Every time you add one of these qubits, you double the number of these parallel universes that you have access to.

The doubling is mathematically real, the state space of n qubits is 2 to the n dimensional, which is exactly why quantum computers are powerful. The "parallel universes you have access to" is Rose's interpretive gloss on that math, a sales friendly framing, not a measured fact about visiting other worlds. Both things are true at once: the exponential scaling is real, and the universe tourism is a metaphor.

The narrator extends it to stakes everyone agrees on: a powerful enough quantum computer could simulate chemistry, biology, markets, weather, maybe parts of the brain, which is why governments and companies race to build one first, and why post quantum cryptography is a live concern, a sufficiently large machine could break much of today's public key encryption. That part is mainstream and correct.

classical bit 0 1 one value at a time

qubit 0 + 1 superposition: both at once

add qubits → state space doubles 1 2 3 4 qubits → 16 states real math (2ⁿ). "parallel universes you visit" is the interpretive gloss.
Figure 1. What the video gets right and what it dresses up. A qubit really does hold a superposition of 0 and 1, and n qubits really do span a 2ⁿ dimensional state space, which is the genuine source of quantum speedups. Geordie Rose's "you double the parallel universes you can access" is the many worlds story laid over that math, evocative but not a measured claim about traveling between worlds.

The delayed choice quantum eraser, the video's strongest card

This is where the video plays its most legitimate experiment, and it describes it reasonably well. It starts from the double slit experiment: light sent through two slits forms an interference pattern like a wave, but the moment you record which slit each photon went through, the pattern collapses and the light behaves like particles. Knowing the path destroys the wave behavior.

The quantum eraser pushes harder. Tag each photon by its path (usually by changing its polarization, the narrator notes this accurately), and the interference disappears because the which path information now exists. Then, in the delayed choice version, after the photon has already passed the slits, the experimenters scramble the tags so the path becomes unknowable in principle. They erase the information, not the photon and not its path. And when the path is made unknowable, the interference pattern returns.

The narrator states the disturbing reading honestly and then immediately undercuts it, which is unusually fair for this genre:

Some physicists reject the idea that this means the future literally changes the past. But even they admit this experiment challenges the normal human understanding of time and causality.

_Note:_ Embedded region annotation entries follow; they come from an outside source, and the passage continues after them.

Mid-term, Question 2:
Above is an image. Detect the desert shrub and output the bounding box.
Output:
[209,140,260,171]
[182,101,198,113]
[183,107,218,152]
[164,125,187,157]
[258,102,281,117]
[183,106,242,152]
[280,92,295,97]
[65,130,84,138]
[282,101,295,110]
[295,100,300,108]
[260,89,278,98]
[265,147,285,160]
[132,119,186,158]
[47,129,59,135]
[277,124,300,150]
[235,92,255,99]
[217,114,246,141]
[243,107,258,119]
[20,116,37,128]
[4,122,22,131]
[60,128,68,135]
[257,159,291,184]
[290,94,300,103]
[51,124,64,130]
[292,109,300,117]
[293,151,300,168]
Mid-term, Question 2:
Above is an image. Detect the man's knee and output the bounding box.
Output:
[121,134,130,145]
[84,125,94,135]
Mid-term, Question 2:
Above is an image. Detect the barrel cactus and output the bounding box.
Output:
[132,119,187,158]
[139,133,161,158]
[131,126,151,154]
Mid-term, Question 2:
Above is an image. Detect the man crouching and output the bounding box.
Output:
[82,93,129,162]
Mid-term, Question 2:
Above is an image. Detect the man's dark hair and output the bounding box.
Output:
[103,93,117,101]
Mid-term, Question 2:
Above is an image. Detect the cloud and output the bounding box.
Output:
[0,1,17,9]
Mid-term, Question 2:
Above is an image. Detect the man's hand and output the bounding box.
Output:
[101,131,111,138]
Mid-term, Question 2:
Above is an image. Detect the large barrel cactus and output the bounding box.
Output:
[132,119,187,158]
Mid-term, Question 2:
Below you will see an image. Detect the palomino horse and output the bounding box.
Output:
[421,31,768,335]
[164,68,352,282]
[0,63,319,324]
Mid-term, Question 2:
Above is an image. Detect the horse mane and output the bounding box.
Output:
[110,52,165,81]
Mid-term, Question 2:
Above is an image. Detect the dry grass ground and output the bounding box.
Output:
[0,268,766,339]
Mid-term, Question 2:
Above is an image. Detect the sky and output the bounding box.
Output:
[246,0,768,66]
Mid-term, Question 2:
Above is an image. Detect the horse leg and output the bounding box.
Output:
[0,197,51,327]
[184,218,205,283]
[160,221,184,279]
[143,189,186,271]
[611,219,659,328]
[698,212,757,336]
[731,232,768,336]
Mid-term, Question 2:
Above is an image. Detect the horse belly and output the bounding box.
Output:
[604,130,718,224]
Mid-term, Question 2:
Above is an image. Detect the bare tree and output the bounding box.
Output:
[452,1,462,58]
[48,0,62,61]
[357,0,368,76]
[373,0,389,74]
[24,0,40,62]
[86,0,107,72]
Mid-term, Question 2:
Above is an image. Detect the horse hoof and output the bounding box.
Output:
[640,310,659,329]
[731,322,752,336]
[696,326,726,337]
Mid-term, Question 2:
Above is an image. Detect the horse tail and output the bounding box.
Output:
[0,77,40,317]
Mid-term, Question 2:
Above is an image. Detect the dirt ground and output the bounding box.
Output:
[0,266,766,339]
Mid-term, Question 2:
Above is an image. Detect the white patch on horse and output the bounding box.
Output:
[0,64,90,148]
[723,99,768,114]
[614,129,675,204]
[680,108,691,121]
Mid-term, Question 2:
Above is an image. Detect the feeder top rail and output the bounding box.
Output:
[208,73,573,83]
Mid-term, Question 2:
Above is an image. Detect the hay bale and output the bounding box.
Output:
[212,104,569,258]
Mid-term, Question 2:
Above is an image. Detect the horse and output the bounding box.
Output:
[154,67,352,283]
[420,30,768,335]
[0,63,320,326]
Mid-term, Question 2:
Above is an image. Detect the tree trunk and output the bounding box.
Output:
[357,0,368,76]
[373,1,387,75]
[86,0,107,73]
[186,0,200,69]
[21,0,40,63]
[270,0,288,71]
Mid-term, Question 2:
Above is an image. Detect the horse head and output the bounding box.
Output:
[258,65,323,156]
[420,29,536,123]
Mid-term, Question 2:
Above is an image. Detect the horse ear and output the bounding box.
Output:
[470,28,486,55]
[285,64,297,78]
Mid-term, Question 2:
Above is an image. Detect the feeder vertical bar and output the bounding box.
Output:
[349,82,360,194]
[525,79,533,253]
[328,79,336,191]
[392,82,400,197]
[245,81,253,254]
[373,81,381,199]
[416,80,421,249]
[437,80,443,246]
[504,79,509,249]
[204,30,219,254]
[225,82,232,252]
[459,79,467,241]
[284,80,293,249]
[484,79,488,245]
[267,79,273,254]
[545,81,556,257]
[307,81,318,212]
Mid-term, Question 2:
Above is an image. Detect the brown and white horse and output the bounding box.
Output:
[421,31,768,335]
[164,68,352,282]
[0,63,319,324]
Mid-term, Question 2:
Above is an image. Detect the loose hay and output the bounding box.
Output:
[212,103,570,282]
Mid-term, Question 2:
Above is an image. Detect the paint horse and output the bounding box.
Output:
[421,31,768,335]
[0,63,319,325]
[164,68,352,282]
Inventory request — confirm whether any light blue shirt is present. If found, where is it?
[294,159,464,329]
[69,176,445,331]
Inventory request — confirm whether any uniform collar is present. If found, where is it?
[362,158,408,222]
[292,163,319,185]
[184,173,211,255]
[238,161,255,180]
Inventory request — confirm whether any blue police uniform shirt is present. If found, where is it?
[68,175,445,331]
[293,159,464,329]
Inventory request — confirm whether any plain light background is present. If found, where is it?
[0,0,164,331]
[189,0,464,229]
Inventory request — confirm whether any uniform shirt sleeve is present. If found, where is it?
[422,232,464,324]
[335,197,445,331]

That is the correct posture. The experiment is real and reproducible. The "the future edits the past" interpretation is the dramatic one; the mainstream reading is that no information travels backward, you can only see the interference by sorting (correlating) the data after the fact, and you cannot use it to send a signal back in time. The video lets the spooky version breathe a beat longer than the boring true one, but it does name both.

source A B

no path info interference (wave)

path recorded two bands (particle)

ERASE path info interference returns no signal travels backward; the pattern only appears after the data is correlated
Figure 2. The eraser, honestly drawn. Interference appears when no which path information exists, vanishes when the path is recorded, and reappears when that information is erased before anyone reads it. The result is real and repeatable. The mainstream reading is that nothing is sent into the past; the pattern is recovered only by sorting the data afterward, and no faster than light or backward in time message is possible.

Padua's photons to space

The narrator escalates to a real research line: an Italian team led by Paolo Villoresi at the University of Padua fired single photons from Earth at orbiting satellites carrying retroreflectors (special mirrors), which bounced the light back down. The point was to test whether quantum behavior survives across enormous distances, and to make the measurement choice only after the photon had already traveled hundreds of miles into space and back. The narrator's gloss: arrange the readout one way and the photon "behaves like it traveled one clear path," arrange it another way and it "behaves like it traveled multiple paths at once," even though the journey was nearly complete before the setup was chosen.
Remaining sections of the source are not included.